Ringfort (Rath), Ballymackea Beg, Co. Clare
Co. Clare |
Ringforts
Most ringforts in Ireland consist of a single earthen bank enclosing a roughly circular area, the remains of a defended farmstead from the early medieval period.
The one at Ballymackea Beg, sitting on the north bank of a small stream in County Clare, is a more elaborate proposition. It is trivallate, meaning it carries three concentric rings of banks and ditches rather than one, a configuration found at only a small proportion of surviving ringforts and generally associated with higher-status or more carefully defended settlements.
The geometry here is still legible on the ground.

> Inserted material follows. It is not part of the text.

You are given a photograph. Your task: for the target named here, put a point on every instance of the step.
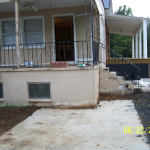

At the centre is a grass-covered circular area with an internal diameter of around 27 metres, enclosed by an earthen bank that stands up to 1.5 metres on the interior at its south-western side. That bank is separated from a second, central bank by a fosse, or ditch, and a further fosse divides the central bank from an outermost ring. A causeway, four metres wide and still standing roughly 0.6 metres above the level of the outer fosse, provided the original approach across the outermost ditch. The entrance through the central bank, positioned to the south-east, has been blocked at some point, leaving a gap of two metres now closed off rather than open. The whole structure sits low in the landscape, close to the stream, which would have supplied water to those living within and perhaps contributed to the defensive logic of placing so many earthen barriers between the interior and the surrounding land.